From the liner notes:
This disk is a part of Smalls Records’ ongoing presentation of Omer Avital’s works, past and present. Here we feature some of his present work. But Avital is prolific, and it will require more than one release to catch up on his varied projects.
So here are some of the best players of this generation together in one group. And it’s no accident either. This is no gimmicky ‘all-star’ record where a bunch of big names are thrown together for the first time to make a record. The musicians in Omer Avital’s quintet have been down a long road together, and after more than ten years collaborating in diverse and overlapping combinations, they’ve made a significant mark on modern music both individually and collectively. We’ve had a number of those groups at Smalls over the years, and had the privilege of hearing some of these developments take place. All present here are of course famous bandleaders in their own right who really need no introduction at this point. All present have appeared in earlier Omer Avital groups. Mark Turner and Ali Jackson were original members of the seminal Omer Avital Sextet (and both are featured on the Smalls Records CD Asking No Permission / SRCD-0011). Turner and Avital both appeared in the Jason Lindner Big Band (as well as other Jason Lindner projects) together. Avital and Avishai Cohen go back many years. Both performed with Charles Owens in Owens’ long-running Friday night feature at Smalls. Both are principals of the Third World Love band (whose American debut is being released through Smalls Records this month). Omer Avital and Aaron Goldberg are, respectively, the ‘O’ and the ‘A’ in the long-standing OAM Trio, which also includes Spanish drummer and notable ‘M’, Marc Miralta.

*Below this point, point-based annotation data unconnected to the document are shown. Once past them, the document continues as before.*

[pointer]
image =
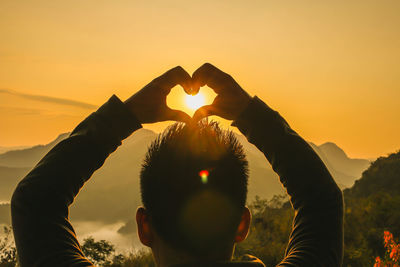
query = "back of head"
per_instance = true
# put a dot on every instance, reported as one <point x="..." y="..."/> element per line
<point x="194" y="187"/>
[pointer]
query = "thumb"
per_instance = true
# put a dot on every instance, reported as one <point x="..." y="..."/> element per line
<point x="205" y="111"/>
<point x="177" y="115"/>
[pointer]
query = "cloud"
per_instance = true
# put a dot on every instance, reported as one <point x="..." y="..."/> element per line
<point x="49" y="99"/>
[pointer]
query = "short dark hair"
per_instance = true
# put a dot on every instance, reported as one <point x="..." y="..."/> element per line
<point x="194" y="186"/>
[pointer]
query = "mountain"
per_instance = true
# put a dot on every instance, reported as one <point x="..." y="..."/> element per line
<point x="345" y="170"/>
<point x="383" y="176"/>
<point x="4" y="149"/>
<point x="114" y="189"/>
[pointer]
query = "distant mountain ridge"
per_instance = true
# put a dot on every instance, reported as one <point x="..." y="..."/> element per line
<point x="115" y="187"/>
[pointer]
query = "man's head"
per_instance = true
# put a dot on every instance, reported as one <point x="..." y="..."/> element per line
<point x="194" y="187"/>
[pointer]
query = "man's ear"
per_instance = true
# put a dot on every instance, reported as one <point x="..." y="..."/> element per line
<point x="143" y="226"/>
<point x="244" y="225"/>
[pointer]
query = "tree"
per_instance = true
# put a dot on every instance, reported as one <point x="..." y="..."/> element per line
<point x="99" y="252"/>
<point x="8" y="252"/>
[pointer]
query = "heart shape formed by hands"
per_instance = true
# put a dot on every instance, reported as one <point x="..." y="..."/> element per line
<point x="150" y="103"/>
<point x="178" y="99"/>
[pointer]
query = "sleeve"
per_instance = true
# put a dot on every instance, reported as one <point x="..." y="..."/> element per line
<point x="317" y="232"/>
<point x="39" y="206"/>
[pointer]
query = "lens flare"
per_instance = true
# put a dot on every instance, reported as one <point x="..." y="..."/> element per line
<point x="204" y="176"/>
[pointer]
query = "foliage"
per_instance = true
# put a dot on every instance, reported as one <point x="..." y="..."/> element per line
<point x="8" y="252"/>
<point x="392" y="254"/>
<point x="101" y="252"/>
<point x="269" y="231"/>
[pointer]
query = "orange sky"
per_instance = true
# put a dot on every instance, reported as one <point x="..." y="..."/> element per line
<point x="331" y="69"/>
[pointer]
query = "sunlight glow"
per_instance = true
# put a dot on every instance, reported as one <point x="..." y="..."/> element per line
<point x="204" y="176"/>
<point x="195" y="101"/>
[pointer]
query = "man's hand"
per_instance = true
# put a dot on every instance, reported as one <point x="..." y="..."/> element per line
<point x="150" y="104"/>
<point x="231" y="99"/>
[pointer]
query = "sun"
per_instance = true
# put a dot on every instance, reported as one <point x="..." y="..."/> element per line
<point x="195" y="101"/>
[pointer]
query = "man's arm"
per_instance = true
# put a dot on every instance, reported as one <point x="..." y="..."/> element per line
<point x="317" y="233"/>
<point x="39" y="206"/>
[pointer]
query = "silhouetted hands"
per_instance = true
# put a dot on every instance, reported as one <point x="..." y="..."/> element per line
<point x="231" y="99"/>
<point x="150" y="104"/>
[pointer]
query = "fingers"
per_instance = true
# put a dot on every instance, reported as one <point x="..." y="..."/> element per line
<point x="210" y="75"/>
<point x="174" y="77"/>
<point x="205" y="111"/>
<point x="177" y="115"/>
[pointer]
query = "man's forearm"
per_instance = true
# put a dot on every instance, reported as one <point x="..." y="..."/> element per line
<point x="317" y="236"/>
<point x="40" y="201"/>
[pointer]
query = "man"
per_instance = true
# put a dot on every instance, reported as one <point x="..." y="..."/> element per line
<point x="44" y="236"/>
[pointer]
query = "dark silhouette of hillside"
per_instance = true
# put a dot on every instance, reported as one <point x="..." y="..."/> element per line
<point x="114" y="189"/>
<point x="382" y="176"/>
<point x="372" y="207"/>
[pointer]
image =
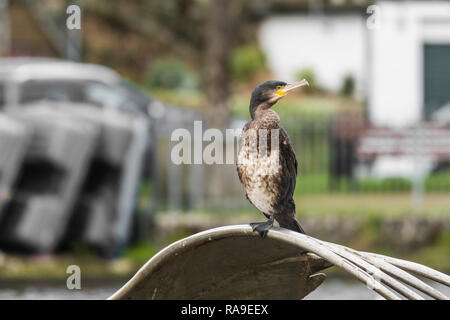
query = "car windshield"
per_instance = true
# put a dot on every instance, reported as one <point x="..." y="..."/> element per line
<point x="55" y="90"/>
<point x="124" y="96"/>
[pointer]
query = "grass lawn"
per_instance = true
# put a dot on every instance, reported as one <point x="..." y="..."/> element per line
<point x="385" y="204"/>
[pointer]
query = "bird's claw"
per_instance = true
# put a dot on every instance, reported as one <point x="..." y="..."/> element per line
<point x="262" y="227"/>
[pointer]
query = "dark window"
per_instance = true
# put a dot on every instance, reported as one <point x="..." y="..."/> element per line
<point x="437" y="77"/>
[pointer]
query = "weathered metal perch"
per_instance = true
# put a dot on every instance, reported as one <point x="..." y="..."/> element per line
<point x="235" y="263"/>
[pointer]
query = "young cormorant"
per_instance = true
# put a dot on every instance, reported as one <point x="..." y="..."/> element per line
<point x="268" y="172"/>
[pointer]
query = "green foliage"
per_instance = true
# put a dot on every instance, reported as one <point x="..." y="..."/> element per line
<point x="247" y="61"/>
<point x="348" y="86"/>
<point x="171" y="73"/>
<point x="380" y="185"/>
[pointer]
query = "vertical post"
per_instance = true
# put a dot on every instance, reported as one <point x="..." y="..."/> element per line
<point x="419" y="177"/>
<point x="73" y="38"/>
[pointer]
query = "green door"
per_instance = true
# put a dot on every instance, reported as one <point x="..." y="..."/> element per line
<point x="437" y="77"/>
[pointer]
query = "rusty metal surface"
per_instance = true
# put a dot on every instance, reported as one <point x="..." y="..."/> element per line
<point x="228" y="263"/>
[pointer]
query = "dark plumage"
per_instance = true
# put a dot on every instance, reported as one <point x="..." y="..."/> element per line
<point x="269" y="178"/>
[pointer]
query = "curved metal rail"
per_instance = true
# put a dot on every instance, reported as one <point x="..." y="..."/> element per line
<point x="391" y="278"/>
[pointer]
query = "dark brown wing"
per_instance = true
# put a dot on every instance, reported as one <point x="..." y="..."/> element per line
<point x="238" y="167"/>
<point x="289" y="165"/>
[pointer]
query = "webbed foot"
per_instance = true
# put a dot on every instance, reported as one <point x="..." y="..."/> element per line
<point x="262" y="227"/>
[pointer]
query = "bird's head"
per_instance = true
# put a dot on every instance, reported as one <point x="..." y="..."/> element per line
<point x="268" y="93"/>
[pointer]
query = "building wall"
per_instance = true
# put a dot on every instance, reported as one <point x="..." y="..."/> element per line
<point x="332" y="45"/>
<point x="396" y="59"/>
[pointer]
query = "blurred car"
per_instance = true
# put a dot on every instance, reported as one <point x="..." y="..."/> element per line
<point x="25" y="80"/>
<point x="30" y="82"/>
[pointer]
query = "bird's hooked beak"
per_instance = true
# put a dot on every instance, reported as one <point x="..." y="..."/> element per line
<point x="289" y="87"/>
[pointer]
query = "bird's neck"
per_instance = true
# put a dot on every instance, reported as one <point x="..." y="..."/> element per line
<point x="267" y="114"/>
<point x="259" y="108"/>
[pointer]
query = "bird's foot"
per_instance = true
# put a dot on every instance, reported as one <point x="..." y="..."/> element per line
<point x="262" y="227"/>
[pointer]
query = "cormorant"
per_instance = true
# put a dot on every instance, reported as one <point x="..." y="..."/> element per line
<point x="268" y="173"/>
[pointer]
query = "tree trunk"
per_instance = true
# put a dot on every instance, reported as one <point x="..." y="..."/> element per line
<point x="217" y="62"/>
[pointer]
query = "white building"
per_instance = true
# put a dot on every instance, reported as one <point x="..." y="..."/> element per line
<point x="397" y="51"/>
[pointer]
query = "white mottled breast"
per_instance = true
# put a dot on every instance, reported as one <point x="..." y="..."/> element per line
<point x="256" y="173"/>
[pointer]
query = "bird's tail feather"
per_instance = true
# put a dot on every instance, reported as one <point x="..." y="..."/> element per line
<point x="291" y="224"/>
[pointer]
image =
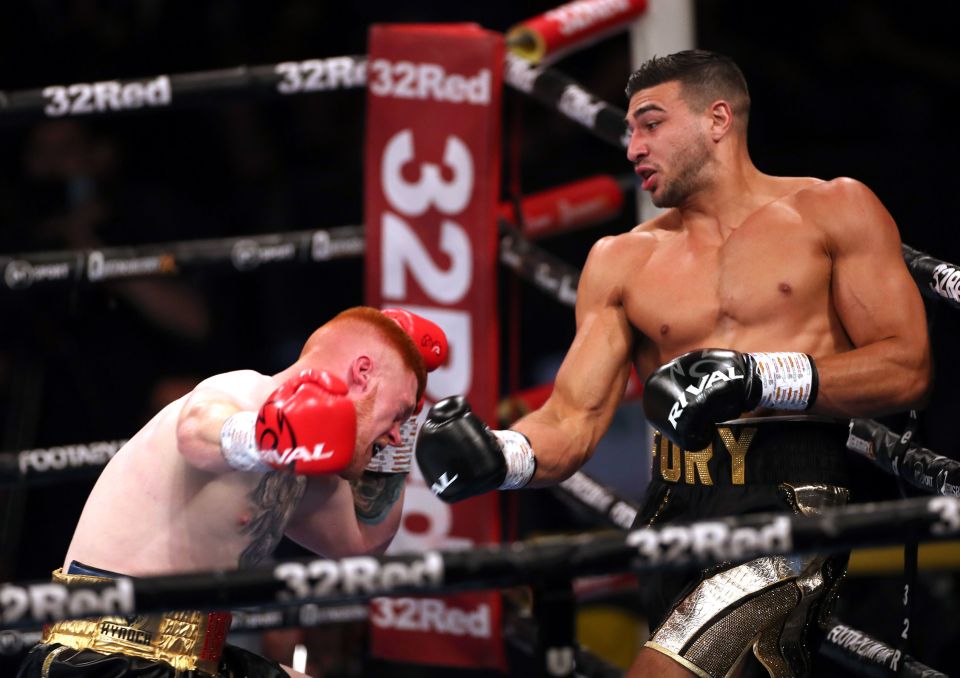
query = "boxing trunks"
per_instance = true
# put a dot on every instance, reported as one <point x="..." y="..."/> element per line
<point x="181" y="644"/>
<point x="707" y="620"/>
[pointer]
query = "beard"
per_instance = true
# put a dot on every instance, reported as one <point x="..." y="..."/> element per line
<point x="690" y="161"/>
<point x="364" y="409"/>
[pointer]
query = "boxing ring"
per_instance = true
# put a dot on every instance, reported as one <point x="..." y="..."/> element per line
<point x="309" y="592"/>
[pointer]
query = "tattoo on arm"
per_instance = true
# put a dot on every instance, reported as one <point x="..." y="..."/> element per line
<point x="375" y="494"/>
<point x="272" y="503"/>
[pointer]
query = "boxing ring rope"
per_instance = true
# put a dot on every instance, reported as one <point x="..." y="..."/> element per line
<point x="510" y="565"/>
<point x="324" y="582"/>
<point x="327" y="582"/>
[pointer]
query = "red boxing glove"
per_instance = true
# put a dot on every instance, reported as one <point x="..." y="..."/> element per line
<point x="309" y="423"/>
<point x="429" y="338"/>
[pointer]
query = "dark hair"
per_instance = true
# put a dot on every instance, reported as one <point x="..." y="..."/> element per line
<point x="704" y="77"/>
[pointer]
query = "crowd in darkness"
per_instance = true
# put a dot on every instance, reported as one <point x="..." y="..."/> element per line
<point x="867" y="91"/>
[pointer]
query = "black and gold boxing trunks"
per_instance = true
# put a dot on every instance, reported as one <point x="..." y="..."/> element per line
<point x="180" y="644"/>
<point x="708" y="620"/>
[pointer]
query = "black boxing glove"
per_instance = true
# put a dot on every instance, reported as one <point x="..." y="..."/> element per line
<point x="461" y="457"/>
<point x="687" y="396"/>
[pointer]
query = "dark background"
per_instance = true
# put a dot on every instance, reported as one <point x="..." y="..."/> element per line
<point x="857" y="88"/>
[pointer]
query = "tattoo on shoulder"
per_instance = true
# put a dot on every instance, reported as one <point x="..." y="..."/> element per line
<point x="375" y="494"/>
<point x="272" y="502"/>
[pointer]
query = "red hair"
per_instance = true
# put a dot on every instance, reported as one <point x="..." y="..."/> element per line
<point x="389" y="330"/>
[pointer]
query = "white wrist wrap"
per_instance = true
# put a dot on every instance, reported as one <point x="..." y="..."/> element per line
<point x="787" y="380"/>
<point x="238" y="442"/>
<point x="392" y="459"/>
<point x="521" y="464"/>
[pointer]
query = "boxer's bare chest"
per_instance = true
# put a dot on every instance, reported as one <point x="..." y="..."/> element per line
<point x="270" y="505"/>
<point x="765" y="282"/>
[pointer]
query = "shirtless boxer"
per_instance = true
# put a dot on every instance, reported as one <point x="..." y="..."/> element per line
<point x="219" y="476"/>
<point x="803" y="283"/>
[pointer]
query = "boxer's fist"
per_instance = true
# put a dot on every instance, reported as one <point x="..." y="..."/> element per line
<point x="460" y="456"/>
<point x="308" y="424"/>
<point x="429" y="338"/>
<point x="687" y="396"/>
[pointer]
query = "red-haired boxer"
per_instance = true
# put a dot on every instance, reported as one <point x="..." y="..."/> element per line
<point x="219" y="476"/>
<point x="777" y="297"/>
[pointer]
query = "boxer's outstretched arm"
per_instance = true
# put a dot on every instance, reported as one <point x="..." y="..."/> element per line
<point x="878" y="304"/>
<point x="589" y="386"/>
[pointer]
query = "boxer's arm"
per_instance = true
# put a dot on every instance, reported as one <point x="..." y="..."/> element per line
<point x="208" y="406"/>
<point x="589" y="386"/>
<point x="879" y="306"/>
<point x="337" y="518"/>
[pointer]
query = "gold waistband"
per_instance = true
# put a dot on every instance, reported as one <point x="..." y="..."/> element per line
<point x="187" y="640"/>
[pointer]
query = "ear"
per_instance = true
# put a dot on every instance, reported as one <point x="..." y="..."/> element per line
<point x="361" y="369"/>
<point x="721" y="119"/>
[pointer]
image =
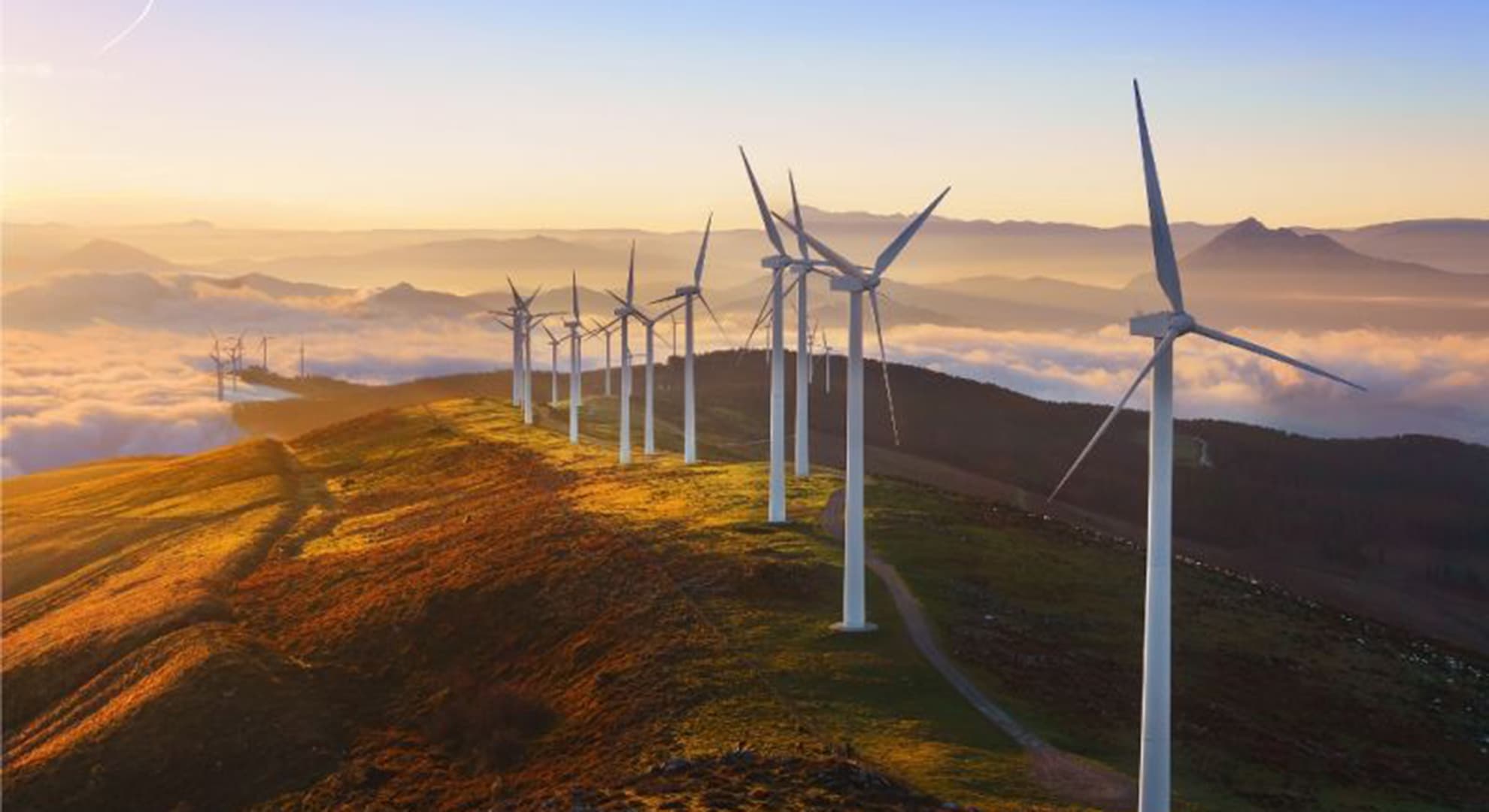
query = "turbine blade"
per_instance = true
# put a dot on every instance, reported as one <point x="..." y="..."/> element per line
<point x="630" y="277"/>
<point x="843" y="264"/>
<point x="1163" y="259"/>
<point x="893" y="250"/>
<point x="717" y="323"/>
<point x="796" y="209"/>
<point x="1163" y="346"/>
<point x="1226" y="338"/>
<point x="760" y="320"/>
<point x="884" y="364"/>
<point x="703" y="250"/>
<point x="764" y="211"/>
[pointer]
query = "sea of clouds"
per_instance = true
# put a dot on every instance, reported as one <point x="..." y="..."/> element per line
<point x="135" y="377"/>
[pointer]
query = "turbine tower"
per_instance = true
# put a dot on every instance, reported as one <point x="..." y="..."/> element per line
<point x="623" y="315"/>
<point x="687" y="294"/>
<point x="606" y="329"/>
<point x="826" y="362"/>
<point x="520" y="312"/>
<point x="857" y="280"/>
<point x="530" y="323"/>
<point x="781" y="262"/>
<point x="1163" y="329"/>
<point x="218" y="361"/>
<point x="650" y="432"/>
<point x="553" y="367"/>
<point x="575" y="362"/>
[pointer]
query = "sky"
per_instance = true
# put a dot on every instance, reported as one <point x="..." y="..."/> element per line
<point x="347" y="114"/>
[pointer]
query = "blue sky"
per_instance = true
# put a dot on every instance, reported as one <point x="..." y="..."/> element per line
<point x="627" y="114"/>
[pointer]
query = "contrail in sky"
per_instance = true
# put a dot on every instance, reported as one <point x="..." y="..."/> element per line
<point x="129" y="29"/>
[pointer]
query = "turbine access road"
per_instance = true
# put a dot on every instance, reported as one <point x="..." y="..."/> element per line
<point x="1066" y="775"/>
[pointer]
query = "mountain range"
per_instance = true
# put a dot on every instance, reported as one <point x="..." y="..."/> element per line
<point x="1247" y="274"/>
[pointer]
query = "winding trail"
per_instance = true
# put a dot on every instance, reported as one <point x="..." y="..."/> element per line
<point x="1060" y="772"/>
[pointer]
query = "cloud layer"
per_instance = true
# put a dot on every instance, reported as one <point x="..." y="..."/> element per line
<point x="1416" y="385"/>
<point x="141" y="382"/>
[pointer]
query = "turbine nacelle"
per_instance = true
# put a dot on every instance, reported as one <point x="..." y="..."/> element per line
<point x="852" y="283"/>
<point x="1157" y="325"/>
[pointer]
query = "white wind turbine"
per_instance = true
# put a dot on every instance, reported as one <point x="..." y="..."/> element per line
<point x="218" y="361"/>
<point x="1165" y="329"/>
<point x="264" y="346"/>
<point x="575" y="362"/>
<point x="623" y="315"/>
<point x="553" y="367"/>
<point x="650" y="434"/>
<point x="826" y="362"/>
<point x="606" y="328"/>
<point x="687" y="294"/>
<point x="857" y="280"/>
<point x="781" y="262"/>
<point x="519" y="312"/>
<point x="530" y="323"/>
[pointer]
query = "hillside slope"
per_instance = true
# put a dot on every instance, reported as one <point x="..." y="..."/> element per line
<point x="441" y="608"/>
<point x="438" y="608"/>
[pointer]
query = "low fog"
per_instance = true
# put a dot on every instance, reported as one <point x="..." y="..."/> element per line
<point x="132" y="376"/>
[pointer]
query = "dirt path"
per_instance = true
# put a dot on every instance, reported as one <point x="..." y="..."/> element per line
<point x="1065" y="775"/>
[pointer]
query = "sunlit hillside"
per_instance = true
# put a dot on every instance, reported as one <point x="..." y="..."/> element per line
<point x="438" y="607"/>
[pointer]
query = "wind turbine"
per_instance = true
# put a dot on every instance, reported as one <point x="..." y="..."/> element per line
<point x="687" y="294"/>
<point x="235" y="356"/>
<point x="520" y="312"/>
<point x="218" y="361"/>
<point x="553" y="367"/>
<point x="812" y="353"/>
<point x="650" y="323"/>
<point x="1165" y="329"/>
<point x="530" y="321"/>
<point x="781" y="262"/>
<point x="605" y="328"/>
<point x="857" y="280"/>
<point x="575" y="362"/>
<point x="826" y="362"/>
<point x="623" y="315"/>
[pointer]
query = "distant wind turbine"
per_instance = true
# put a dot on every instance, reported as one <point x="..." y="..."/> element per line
<point x="553" y="367"/>
<point x="781" y="262"/>
<point x="1165" y="329"/>
<point x="605" y="328"/>
<point x="687" y="294"/>
<point x="857" y="280"/>
<point x="623" y="315"/>
<point x="627" y="309"/>
<point x="575" y="361"/>
<point x="218" y="361"/>
<point x="826" y="362"/>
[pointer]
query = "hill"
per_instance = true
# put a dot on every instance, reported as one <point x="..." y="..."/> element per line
<point x="438" y="607"/>
<point x="1388" y="528"/>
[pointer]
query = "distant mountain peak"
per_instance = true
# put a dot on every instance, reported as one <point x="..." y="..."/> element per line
<point x="111" y="255"/>
<point x="1251" y="238"/>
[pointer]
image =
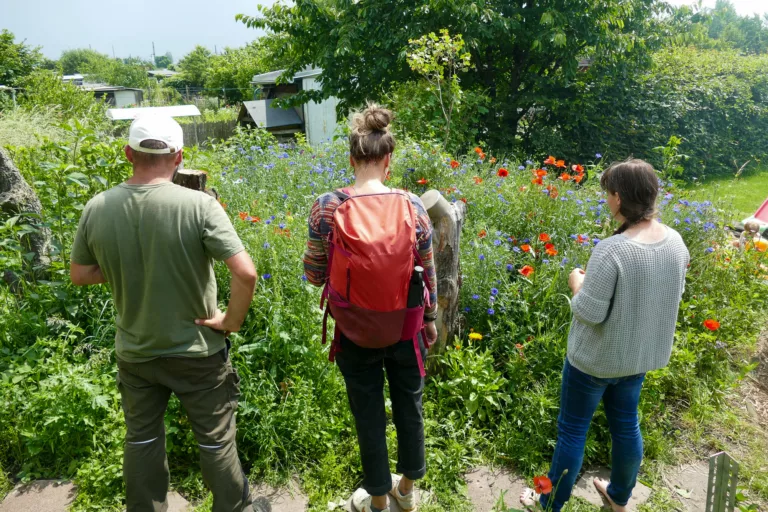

Here Avital puts forth seven originals, and they are nicely programmed here like separate movements of an extended piece. As with much of Avital’s work, there is a sense of dramatic sweep, and an episodic structure. The tunes have graceful introductions, and run from wistful melodies to red hot refrains. There are lots of hooks for improvisation, and everybody gives his all. The overall feel is balanced, and it has the drive of a classic acoustic jazz quintet. The tone is optimistic, but it is a knowing optimism. It is in keeping with the enigmatic title. The ancient art of giving is an idea that is manifest in the simple act of offering tea. Or it is in taming the desert to yield a bountiful harvest, and then sharing that harvest with your neighbor. It is both life giving and life affirming.